- Born: 2 April 1928 Randfontein, South Africa
- Died: 16 September 2004 (aged 76)
- Occupations: Singer, actress
- Years active: 1949-2003

= Dolly Rathebe =

Dolly Rathebe (OIS) (2 April 1928 - 16 September 2004) was a South African musician and actress who performed with the Elite Swingsters jazz band, and in Alf Herbert's African Jazz and Variety Show.

Rathebe died on 16 September 2004 from a stroke.

==Music career==

Rathebe was born in Randfontein, South Africa but grew up in Sophiatown, which she describes as having been "a wonderful place". She was discovered around 1948 after singing at a picnic in Johannesburg. A talent scout from Gallo approached her and it was not long before she became a star.

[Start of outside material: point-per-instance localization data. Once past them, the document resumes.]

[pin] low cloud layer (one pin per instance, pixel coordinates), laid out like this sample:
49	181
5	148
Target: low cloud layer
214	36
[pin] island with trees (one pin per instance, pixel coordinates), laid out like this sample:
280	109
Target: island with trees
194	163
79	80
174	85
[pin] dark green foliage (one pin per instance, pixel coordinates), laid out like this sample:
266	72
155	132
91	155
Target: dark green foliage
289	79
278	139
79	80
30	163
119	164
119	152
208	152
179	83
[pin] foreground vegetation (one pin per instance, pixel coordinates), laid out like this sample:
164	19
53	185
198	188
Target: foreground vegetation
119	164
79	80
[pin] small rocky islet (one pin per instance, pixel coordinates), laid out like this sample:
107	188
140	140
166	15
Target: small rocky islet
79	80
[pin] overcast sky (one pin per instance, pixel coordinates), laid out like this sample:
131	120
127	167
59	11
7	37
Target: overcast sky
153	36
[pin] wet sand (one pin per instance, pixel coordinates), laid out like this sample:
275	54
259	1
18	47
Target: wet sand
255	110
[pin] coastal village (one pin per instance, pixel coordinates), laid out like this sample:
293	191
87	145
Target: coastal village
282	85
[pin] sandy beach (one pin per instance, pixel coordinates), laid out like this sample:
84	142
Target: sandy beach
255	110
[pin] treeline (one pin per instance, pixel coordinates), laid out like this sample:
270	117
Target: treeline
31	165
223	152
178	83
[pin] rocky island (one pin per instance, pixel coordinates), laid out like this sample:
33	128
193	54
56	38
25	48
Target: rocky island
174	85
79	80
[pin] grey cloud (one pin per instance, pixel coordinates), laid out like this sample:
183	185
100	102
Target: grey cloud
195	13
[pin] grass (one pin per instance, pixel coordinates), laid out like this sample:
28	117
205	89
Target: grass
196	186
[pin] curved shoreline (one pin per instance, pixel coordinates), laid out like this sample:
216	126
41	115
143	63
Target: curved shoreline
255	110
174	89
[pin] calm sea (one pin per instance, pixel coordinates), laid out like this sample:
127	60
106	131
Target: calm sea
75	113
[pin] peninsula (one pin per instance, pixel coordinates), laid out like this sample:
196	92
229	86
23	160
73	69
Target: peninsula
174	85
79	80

Rathebe rose to fame in 1949, aged 21, when she appeared as a nightclub singer in the British-produced movie Jim Comes To Jo'burg - the first film to portray urban Africans in a positive light. During a photo-shoot for Drum magazine at a mine dump, Rathebe and the white photographer, Jürgen Schadeberg, were arrested under the Immorality Act, which forbade interracial relationships.

When Alf Herbert's African Jazz and Variety show opened in 1954, Rathebe appeared and stayed as Herbert's main attraction for many years. She became an international star when she sang with the Afro jazz group, the Elite Swingsters, in 1964.

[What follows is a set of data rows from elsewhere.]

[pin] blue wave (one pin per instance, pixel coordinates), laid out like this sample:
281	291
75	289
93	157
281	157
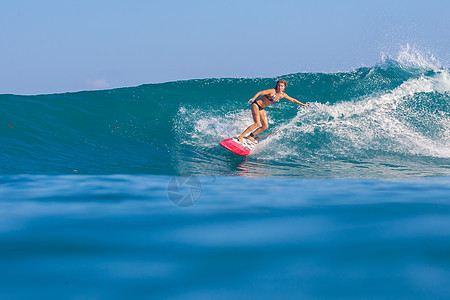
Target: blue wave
390	120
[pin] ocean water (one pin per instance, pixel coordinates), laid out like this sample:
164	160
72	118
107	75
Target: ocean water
126	193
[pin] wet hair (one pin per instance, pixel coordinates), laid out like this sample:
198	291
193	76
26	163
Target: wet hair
281	81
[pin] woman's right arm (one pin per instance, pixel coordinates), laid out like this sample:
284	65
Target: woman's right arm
265	92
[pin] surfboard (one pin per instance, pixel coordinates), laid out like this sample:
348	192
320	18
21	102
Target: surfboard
237	147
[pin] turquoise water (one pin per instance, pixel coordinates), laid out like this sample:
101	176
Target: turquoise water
126	193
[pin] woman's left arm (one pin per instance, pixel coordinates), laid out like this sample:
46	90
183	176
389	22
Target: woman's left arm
294	100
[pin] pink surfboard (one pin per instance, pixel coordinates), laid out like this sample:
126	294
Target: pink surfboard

After Sophiatown was flattened by the Apartheid government in the late 1950s and early 1960s, Rathebe found it more and more difficult to perform, especially after an 8 p.m. curfew was imposed. She moved with her family to Cape Town township and, to survive, ran a shebeen for many years.

In 1989, Rathebe re-united with the Elite Swingsters to perform in a film that was set in 1950s Johannesburg. The group stayed together, issuing a new album, Woza, in 1991. This was followed by two more albums, A Call for Peace (1995) and Siya Gida/We Dance (1997).

In 2001, Rathebe received the Lifetime Achievement Award at the South African Music Awards.

In 2003, at the age of 75, Rathebe appeared in a Johannesburg show Sof'Town, A Celebration!, where she sang "Randfontein", the story of a drunk miner returning home to find his wife in bed with another man, who is then beaten and chased out.

==Community work==
In her latter years Rathebe was a leading light in Pretoria's Ikageng Women's League. She funded the construction of a multi-purpose hall at Sofasonke village near Klipgat, north of Pretoria. The hall is named "Meriting kwaDolly", which means "Dolly's Retreat".

In 2004, Rathebe was awarded the South African Order of Ikhamanga in Silver for her "excellent contribution to music and the performing arts and commitment to the ideals of justice, freedom and democracy".